Safety in Remote Areas
Over the past few years, there has been an explosion of companies offering Australians the opportunity to trek the Kokoda Trail. The volume of trekkers has increased significantly, and as a result there has been an increasing number of injuries and evacuations. This confirms that trekking Kokoda is a tough and challenging proposition; prospective trekkers need to understand this, and take responsibility when choosing to take this on.
There are a number of simple precautions to minimise chances of sickness, injury or failure when trekking on the Kokoda Trail, or indeed undertaking any remote adventure activity. One is in selection of an appropriate operator, and you need to be confident that your operator has an appropriate Risk Management Plan to take care of you in the event of an emergency.
Below is a tip sheet created to assist in selecting a trekking operator:
- Has the operator a current registered KTA operator’s licence? Ask for the number!
- How long has the company been operating in PNG? Trekking Kokoda is not the same as trekking Nepal or the Pyrenees.
- What is the operator’s serious incident / casualty record?
- What are the Risk Management Procedures for an emergency?
- Find out if the operator principals actually do the trek. Although many companies (us included!) have a number of great trek leaders working for them, the principals still need to be out there, to stay on top of what’s happening.
- Ask what the operator does to assist your trek fitness preparation. Some operators offer training programs or assistance. If you live in a remote area, you should discuss the operator’s specific fitness requirements.

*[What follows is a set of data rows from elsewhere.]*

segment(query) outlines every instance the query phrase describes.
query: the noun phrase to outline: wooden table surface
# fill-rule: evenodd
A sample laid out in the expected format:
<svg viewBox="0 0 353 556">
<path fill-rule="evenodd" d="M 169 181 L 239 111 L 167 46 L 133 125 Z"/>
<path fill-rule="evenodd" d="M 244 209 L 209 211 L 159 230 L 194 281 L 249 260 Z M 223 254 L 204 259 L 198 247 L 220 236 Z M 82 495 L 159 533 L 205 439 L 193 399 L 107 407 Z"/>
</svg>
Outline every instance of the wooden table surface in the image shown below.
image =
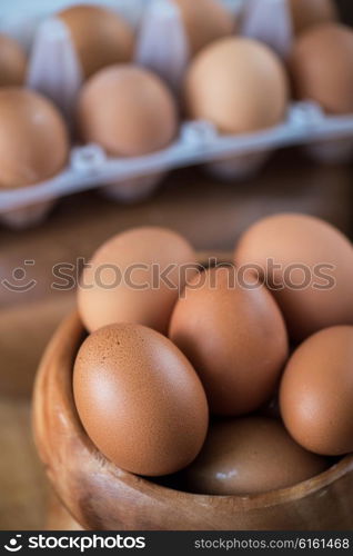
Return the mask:
<svg viewBox="0 0 353 556">
<path fill-rule="evenodd" d="M 109 236 L 138 225 L 169 226 L 198 249 L 233 248 L 239 234 L 262 215 L 301 210 L 350 230 L 351 169 L 319 167 L 280 153 L 246 183 L 221 183 L 200 170 L 171 176 L 155 197 L 120 206 L 97 192 L 63 199 L 44 225 L 0 230 L 1 279 L 23 260 L 38 286 L 14 294 L 0 285 L 0 529 L 48 525 L 48 485 L 31 439 L 30 397 L 41 353 L 57 324 L 74 305 L 72 291 L 53 291 L 52 266 L 89 257 Z M 60 516 L 58 523 L 68 524 Z M 53 522 L 49 523 L 54 527 Z"/>
</svg>

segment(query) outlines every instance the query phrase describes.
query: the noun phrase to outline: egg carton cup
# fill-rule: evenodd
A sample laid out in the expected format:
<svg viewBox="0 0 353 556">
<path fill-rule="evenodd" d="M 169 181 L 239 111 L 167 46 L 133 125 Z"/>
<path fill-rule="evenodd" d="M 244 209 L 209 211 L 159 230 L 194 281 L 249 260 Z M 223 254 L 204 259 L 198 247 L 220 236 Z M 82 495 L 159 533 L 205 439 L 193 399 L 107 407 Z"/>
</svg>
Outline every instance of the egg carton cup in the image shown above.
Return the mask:
<svg viewBox="0 0 353 556">
<path fill-rule="evenodd" d="M 263 156 L 280 147 L 317 145 L 323 140 L 340 145 L 340 151 L 343 138 L 353 141 L 353 116 L 326 117 L 317 105 L 299 102 L 290 107 L 283 123 L 249 135 L 222 136 L 208 121 L 185 122 L 170 147 L 143 157 L 112 158 L 98 145 L 74 147 L 68 167 L 54 178 L 22 189 L 1 190 L 0 215 L 105 186 L 119 186 L 121 196 L 127 188 L 125 195 L 132 201 L 141 197 L 138 185 L 144 180 L 138 178 L 155 177 L 192 165 L 224 162 L 226 158 Z M 131 187 L 128 192 L 133 181 L 135 188 Z"/>
<path fill-rule="evenodd" d="M 288 0 L 224 1 L 241 34 L 266 42 L 285 58 L 293 40 Z M 47 7 L 39 23 L 37 21 L 27 86 L 51 98 L 73 128 L 82 69 L 68 29 L 53 13 L 69 3 L 73 2 L 57 0 L 52 11 Z M 114 6 L 130 22 L 134 21 L 139 29 L 134 61 L 160 75 L 178 96 L 190 49 L 175 4 L 171 0 L 92 3 Z M 1 16 L 0 29 L 6 30 Z M 23 21 L 19 29 L 28 40 L 30 33 Z M 172 145 L 143 157 L 111 158 L 98 145 L 73 145 L 68 167 L 54 178 L 21 189 L 0 190 L 0 219 L 12 227 L 33 226 L 60 197 L 93 188 L 120 202 L 139 201 L 158 188 L 165 172 L 195 163 L 204 165 L 222 179 L 244 180 L 261 169 L 272 151 L 285 146 L 305 145 L 310 155 L 320 161 L 341 161 L 351 157 L 352 142 L 353 116 L 325 117 L 315 103 L 300 102 L 289 108 L 281 125 L 242 136 L 221 136 L 206 121 L 184 122 Z"/>
</svg>

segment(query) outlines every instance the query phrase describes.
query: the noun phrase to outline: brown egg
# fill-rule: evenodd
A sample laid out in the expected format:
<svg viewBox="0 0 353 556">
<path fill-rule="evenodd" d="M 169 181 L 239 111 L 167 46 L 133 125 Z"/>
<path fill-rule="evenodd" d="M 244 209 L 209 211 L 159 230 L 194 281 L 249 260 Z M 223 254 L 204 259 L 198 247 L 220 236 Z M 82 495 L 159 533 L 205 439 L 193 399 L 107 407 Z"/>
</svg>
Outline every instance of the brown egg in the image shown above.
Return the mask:
<svg viewBox="0 0 353 556">
<path fill-rule="evenodd" d="M 170 338 L 195 367 L 210 409 L 241 415 L 273 394 L 289 355 L 282 315 L 262 285 L 232 284 L 230 268 L 190 280 L 178 301 Z M 230 285 L 230 286 L 229 286 Z"/>
<path fill-rule="evenodd" d="M 195 266 L 192 247 L 165 228 L 135 228 L 114 236 L 82 274 L 78 302 L 85 327 L 92 331 L 112 322 L 137 322 L 165 332 Z"/>
<path fill-rule="evenodd" d="M 0 34 L 0 87 L 24 83 L 27 57 L 20 44 Z"/>
<path fill-rule="evenodd" d="M 37 183 L 64 167 L 68 131 L 48 99 L 26 89 L 0 89 L 0 187 Z"/>
<path fill-rule="evenodd" d="M 290 0 L 290 10 L 295 34 L 310 27 L 337 19 L 333 0 Z"/>
<path fill-rule="evenodd" d="M 222 133 L 244 133 L 279 123 L 288 106 L 280 59 L 251 39 L 221 39 L 191 63 L 185 79 L 191 118 L 209 120 Z"/>
<path fill-rule="evenodd" d="M 174 3 L 180 9 L 192 56 L 235 30 L 232 13 L 219 0 L 174 0 Z"/>
<path fill-rule="evenodd" d="M 192 493 L 246 496 L 297 485 L 326 468 L 325 459 L 299 446 L 280 421 L 246 417 L 211 425 L 181 480 Z"/>
<path fill-rule="evenodd" d="M 280 405 L 284 424 L 304 448 L 325 456 L 353 451 L 353 327 L 311 336 L 290 359 Z"/>
<path fill-rule="evenodd" d="M 58 16 L 69 28 L 85 77 L 105 66 L 132 59 L 133 32 L 113 11 L 79 4 Z"/>
<path fill-rule="evenodd" d="M 296 41 L 290 69 L 299 99 L 327 113 L 353 112 L 353 30 L 339 23 L 314 27 Z"/>
<path fill-rule="evenodd" d="M 81 346 L 73 371 L 79 416 L 95 446 L 131 473 L 189 465 L 208 429 L 208 404 L 186 358 L 159 332 L 111 325 Z"/>
<path fill-rule="evenodd" d="M 294 341 L 353 324 L 353 246 L 323 220 L 295 214 L 264 218 L 240 239 L 235 264 L 259 267 Z"/>
<path fill-rule="evenodd" d="M 178 132 L 171 92 L 159 77 L 133 66 L 113 66 L 88 81 L 78 122 L 82 139 L 123 157 L 163 149 Z"/>
</svg>

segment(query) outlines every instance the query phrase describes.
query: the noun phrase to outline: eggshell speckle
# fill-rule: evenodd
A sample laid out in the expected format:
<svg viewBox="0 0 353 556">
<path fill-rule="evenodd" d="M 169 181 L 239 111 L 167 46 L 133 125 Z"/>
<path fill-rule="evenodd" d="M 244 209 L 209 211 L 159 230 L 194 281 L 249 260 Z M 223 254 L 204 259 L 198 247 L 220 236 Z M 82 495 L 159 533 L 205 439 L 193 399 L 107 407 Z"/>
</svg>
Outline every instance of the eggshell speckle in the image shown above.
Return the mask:
<svg viewBox="0 0 353 556">
<path fill-rule="evenodd" d="M 246 417 L 211 425 L 182 480 L 193 493 L 246 496 L 294 486 L 326 468 L 325 459 L 299 446 L 280 421 Z"/>
<path fill-rule="evenodd" d="M 295 214 L 264 218 L 241 238 L 235 264 L 262 269 L 294 341 L 353 324 L 353 246 L 323 220 Z"/>
<path fill-rule="evenodd" d="M 48 99 L 26 89 L 0 89 L 0 188 L 37 183 L 62 170 L 68 131 Z"/>
<path fill-rule="evenodd" d="M 175 101 L 167 86 L 148 70 L 112 66 L 83 87 L 78 123 L 87 142 L 109 155 L 132 157 L 165 148 L 176 136 Z"/>
<path fill-rule="evenodd" d="M 296 41 L 290 69 L 296 97 L 319 102 L 327 113 L 353 112 L 353 30 L 317 26 Z"/>
<path fill-rule="evenodd" d="M 302 344 L 283 375 L 284 424 L 306 449 L 353 451 L 353 327 L 327 328 Z"/>
<path fill-rule="evenodd" d="M 276 54 L 243 38 L 221 39 L 202 50 L 190 66 L 184 93 L 189 116 L 211 121 L 222 133 L 279 123 L 289 95 Z"/>
<path fill-rule="evenodd" d="M 185 275 L 180 270 L 183 265 L 191 266 Z M 81 318 L 90 331 L 113 322 L 137 322 L 167 332 L 194 267 L 195 252 L 174 231 L 157 227 L 124 231 L 103 244 L 84 269 L 78 292 Z M 159 282 L 163 272 L 168 281 Z"/>
<path fill-rule="evenodd" d="M 210 42 L 232 34 L 235 22 L 219 0 L 174 0 L 189 40 L 191 54 Z"/>
<path fill-rule="evenodd" d="M 85 77 L 132 59 L 132 30 L 113 11 L 79 4 L 58 13 L 68 27 Z"/>
<path fill-rule="evenodd" d="M 271 294 L 229 287 L 229 268 L 209 270 L 204 285 L 190 280 L 178 301 L 170 338 L 196 369 L 210 409 L 220 415 L 250 413 L 265 403 L 288 358 L 282 315 Z"/>
<path fill-rule="evenodd" d="M 168 338 L 138 325 L 89 336 L 73 373 L 81 421 L 118 467 L 158 476 L 189 465 L 208 428 L 201 383 Z"/>
<path fill-rule="evenodd" d="M 0 34 L 0 87 L 24 83 L 27 57 L 20 44 Z"/>
</svg>

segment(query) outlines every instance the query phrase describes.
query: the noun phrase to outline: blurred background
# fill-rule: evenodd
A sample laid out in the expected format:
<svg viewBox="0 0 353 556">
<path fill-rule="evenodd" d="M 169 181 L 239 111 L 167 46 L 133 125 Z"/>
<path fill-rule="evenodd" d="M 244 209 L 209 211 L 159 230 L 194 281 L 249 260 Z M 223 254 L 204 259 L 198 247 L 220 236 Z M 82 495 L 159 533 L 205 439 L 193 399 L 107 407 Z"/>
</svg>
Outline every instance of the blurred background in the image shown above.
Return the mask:
<svg viewBox="0 0 353 556">
<path fill-rule="evenodd" d="M 1 2 L 0 29 L 1 21 L 14 24 L 14 12 L 44 12 L 48 3 Z M 52 1 L 50 9 L 71 3 Z M 104 3 L 115 6 L 114 0 Z M 336 6 L 342 21 L 353 26 L 352 1 L 336 0 Z M 173 228 L 202 251 L 231 251 L 251 222 L 289 210 L 316 215 L 352 237 L 351 162 L 323 165 L 301 148 L 281 149 L 259 175 L 236 183 L 192 167 L 171 172 L 151 198 L 135 205 L 112 202 L 93 190 L 62 198 L 36 227 L 0 228 L 1 529 L 43 528 L 47 523 L 48 490 L 31 439 L 30 396 L 42 351 L 74 307 L 72 290 L 52 289 L 52 267 L 71 264 L 74 276 L 79 258 L 88 259 L 120 230 L 143 225 Z M 36 287 L 13 291 L 4 279 L 18 286 L 36 281 Z"/>
</svg>

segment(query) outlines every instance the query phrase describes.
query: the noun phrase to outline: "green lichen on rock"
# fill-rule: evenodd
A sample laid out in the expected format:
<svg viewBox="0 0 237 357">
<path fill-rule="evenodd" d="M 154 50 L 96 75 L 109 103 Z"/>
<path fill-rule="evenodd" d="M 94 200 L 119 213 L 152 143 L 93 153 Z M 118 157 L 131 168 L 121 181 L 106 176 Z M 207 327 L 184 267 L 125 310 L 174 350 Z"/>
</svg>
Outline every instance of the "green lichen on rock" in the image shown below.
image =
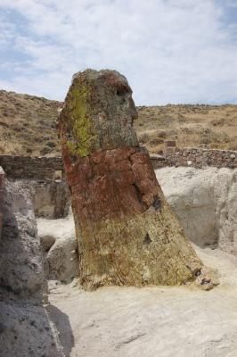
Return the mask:
<svg viewBox="0 0 237 357">
<path fill-rule="evenodd" d="M 91 154 L 93 137 L 94 137 L 93 122 L 87 108 L 90 88 L 86 84 L 75 80 L 67 98 L 67 115 L 70 126 L 70 136 L 67 146 L 72 154 L 87 156 Z"/>
</svg>

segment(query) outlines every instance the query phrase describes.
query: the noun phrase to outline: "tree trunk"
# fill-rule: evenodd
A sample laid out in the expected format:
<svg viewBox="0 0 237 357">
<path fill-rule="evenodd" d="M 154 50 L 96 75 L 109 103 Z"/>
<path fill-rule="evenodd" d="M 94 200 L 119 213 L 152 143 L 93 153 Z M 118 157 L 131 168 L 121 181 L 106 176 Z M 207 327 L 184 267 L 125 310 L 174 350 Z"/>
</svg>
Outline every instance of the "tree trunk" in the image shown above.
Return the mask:
<svg viewBox="0 0 237 357">
<path fill-rule="evenodd" d="M 59 119 L 85 289 L 180 285 L 202 263 L 184 237 L 133 129 L 127 79 L 77 73 Z"/>
</svg>

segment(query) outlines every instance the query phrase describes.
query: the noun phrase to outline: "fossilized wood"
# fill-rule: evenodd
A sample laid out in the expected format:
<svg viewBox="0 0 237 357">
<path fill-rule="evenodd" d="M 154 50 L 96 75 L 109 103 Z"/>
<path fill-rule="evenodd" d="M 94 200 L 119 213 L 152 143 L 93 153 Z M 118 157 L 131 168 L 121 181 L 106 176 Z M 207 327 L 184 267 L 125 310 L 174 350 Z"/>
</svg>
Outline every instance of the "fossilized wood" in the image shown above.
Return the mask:
<svg viewBox="0 0 237 357">
<path fill-rule="evenodd" d="M 183 284 L 202 269 L 139 147 L 135 117 L 119 73 L 73 77 L 59 133 L 86 289 Z"/>
</svg>

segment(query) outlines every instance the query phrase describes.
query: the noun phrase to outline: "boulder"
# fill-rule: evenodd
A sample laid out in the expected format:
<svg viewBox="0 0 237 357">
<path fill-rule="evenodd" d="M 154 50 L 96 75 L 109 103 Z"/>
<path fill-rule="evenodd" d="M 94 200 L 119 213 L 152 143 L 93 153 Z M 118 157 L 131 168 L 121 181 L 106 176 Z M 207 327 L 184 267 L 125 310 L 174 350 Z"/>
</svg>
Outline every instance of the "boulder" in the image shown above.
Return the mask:
<svg viewBox="0 0 237 357">
<path fill-rule="evenodd" d="M 193 243 L 237 255 L 237 170 L 173 167 L 156 176 Z"/>
<path fill-rule="evenodd" d="M 58 129 L 85 289 L 179 285 L 201 274 L 139 146 L 132 90 L 115 71 L 73 76 Z"/>
<path fill-rule="evenodd" d="M 64 283 L 78 276 L 78 242 L 71 212 L 65 219 L 37 219 L 47 278 Z"/>
</svg>

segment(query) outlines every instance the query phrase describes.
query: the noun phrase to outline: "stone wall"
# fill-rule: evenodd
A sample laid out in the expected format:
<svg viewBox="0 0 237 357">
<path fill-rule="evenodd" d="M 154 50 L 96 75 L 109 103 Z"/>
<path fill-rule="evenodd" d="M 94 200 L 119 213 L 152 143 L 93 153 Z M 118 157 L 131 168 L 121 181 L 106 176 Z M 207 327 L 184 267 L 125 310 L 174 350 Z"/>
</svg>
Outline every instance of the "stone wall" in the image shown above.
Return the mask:
<svg viewBox="0 0 237 357">
<path fill-rule="evenodd" d="M 0 155 L 0 166 L 8 178 L 53 179 L 62 170 L 61 157 L 30 157 Z"/>
<path fill-rule="evenodd" d="M 237 168 L 237 152 L 228 150 L 176 148 L 173 151 L 166 153 L 163 157 L 151 155 L 151 160 L 155 169 L 165 166 Z"/>
<path fill-rule="evenodd" d="M 4 171 L 0 166 L 0 238 L 3 226 L 3 205 L 4 205 Z"/>
<path fill-rule="evenodd" d="M 237 152 L 200 148 L 176 148 L 163 155 L 151 154 L 154 169 L 165 166 L 237 168 Z M 53 179 L 63 172 L 61 157 L 0 155 L 0 166 L 12 178 Z M 1 175 L 1 172 L 0 172 Z"/>
</svg>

- Call the operator and ask questions. A great website doesn’t always equate to a great trekking operation. Find someone who is happy to chat with you and answer your questions and concerns. If they haven’t got time for you before you leave, chances are they may not have time for you on the track either
- Attend information sessions. An operator who cares about your trekking experience will want to ensure you are properly prepared, in terms of fitness, equipment AND expectations. There is a great deal of information to be relayed, particularly in terms of health and safety. Find out for yourself how these issues are addressed
- Ask for References. Quality operators will publish testimonials from trekkers on their website. Ask for permission to speak with previous trekkers – that way you can ask your own questions directly
- Is your money protected by the Travel Compensation Fund? The TCF is designed to protect consumers from operators who lose your money by going broke.
- Does the operator have Public Liability Insurance? Ask for a copy of the Certificate!
Adventure travel in remote areas can be a life changing and empowering experience, however it is vital that the correct approach and preparation is taken. It is imperative that you understand that you will be undertaking strenuous activity in a remote area, and that medical assistance may not be immediately available. You must purpose train –having a high level of cardiovascular fitness is a good start, however successful trekkers train on hilly terrain for a considerable period prior to undertaking the trek itself. Successful cyclists train on their bikes and those undertaking kayaking and canoeing activities purpose train also. You must also have a good understanding of the conditions expected, and their requirements whilst on the track.
Other useful questions for any destination:
- What are the inclusions / exclusions? Most operators cost their treks differently – a lower priced trek may not include all accommodation or meals (on and off track).
- Check if you are required to hire tents, etc.
- Does the trek include an Australian leader? A local led trek may come at a lower cost, but may not include the same attention to history, safety or group dynamics as an Australian led adventure.
- What First Aid qualifications to the leaders have?
- What group sizes does the trek operator run?
- What food is served on the track?
- What historic and/or cultural sites are available along the way, and is the cost of entry included?
Ensure that you properly research the activity, the terrain and the trek operator. Remember that – as with most things in life – the cheapest is rarely the best.